Certainly a press release is public notice of a Soros grant. But it's not as much notice as announcing the grant on NPR's air from coast to coast. From Boyle's account:
Liley brought up Soros and his nonprofit organization, the Open Society Institute, while discussing what kind of on-air publicity the Muslim Education Action Center (MEAC) Trust would want in exchange for its donation. Liley mentioned that Soros and his organization decided they didn't want on-air publicity for their donation to avoid conservatives' scrutiny.

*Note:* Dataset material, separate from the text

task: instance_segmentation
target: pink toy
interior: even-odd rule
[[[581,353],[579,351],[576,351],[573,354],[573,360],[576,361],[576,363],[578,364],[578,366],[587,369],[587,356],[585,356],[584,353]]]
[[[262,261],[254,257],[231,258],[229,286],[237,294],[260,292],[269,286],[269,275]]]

"George Soros and the Open Society Institute gave us $1.8 million, and they have decided not to use on-air credits because of what's happening in Congress," Liley said. When the man she thought represented the fictitious Muslim Brotherhood front group asked her how Soros's donation and "what's happening in Congress," relate, Liley said conservatives tried to link Soros's donation to Williams's firing.